Building dependency injection into our application and not relying on FastAPI allows for dependency injection that is less verbose, available uniformly across the application, works for the legacy controllers identically.

DI in Celery Tasks

Framework Setup

From lib/galaxy/celery/tasks.py:

from lagom import magic_bind_to_container
...

def galaxy_task(func):
    CELERY_TASKS.append(func.__name__)
    app = get_galaxy_app()
    if app:
        return magic_bind_to_container(app)(func)
    return func

magic_bind_to_container binds function parameters to a specified Lagom DI container automatically.

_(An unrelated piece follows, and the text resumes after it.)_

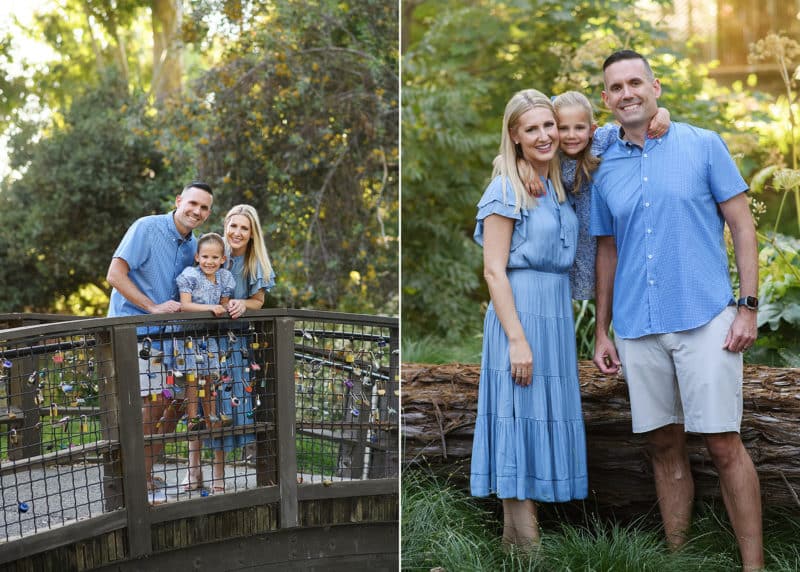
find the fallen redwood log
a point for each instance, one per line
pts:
(440, 402)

DI in Celery Tasks - Examples

Simple Task

@celery_app.task(ignore_result=True)
@galaxy_task
def purge_hda(hda_manager: HDAManager, hda_id):
    hda = hda_manager.by_id(hda_id)
    hda_manager._purge(hda)

Task with Multiple Dependencies

@celery_app.task
@galaxy_task
def set_metadata(
    hda_manager: HDAManager,
    ldda_manager: LDDAManager,
    dataset_id,
    model_class='HistoryDatasetAssociation'
):
    if model_class == 'HistoryDatasetAssociation':
        dataset = hda_manager.by_id(dataset_id)
    elif model_class == 'LibraryDatasetDatasetAssociation':
        dataset = ldda_manager.by_id(dataset_id)
    dataset.datatype.set_meta(dataset)

Dependencies are automatically injected based on type annotations!

Decomposed App

Key Takeaways

  • app was a god object that knew/did too much

  • Interfaces break circular dependencies

  • Type-based DI with Lagom simplifies construction

  • DI works uniformly across FastAPI, WSGI controllers, and tasks

  • Dependencies should form a DAG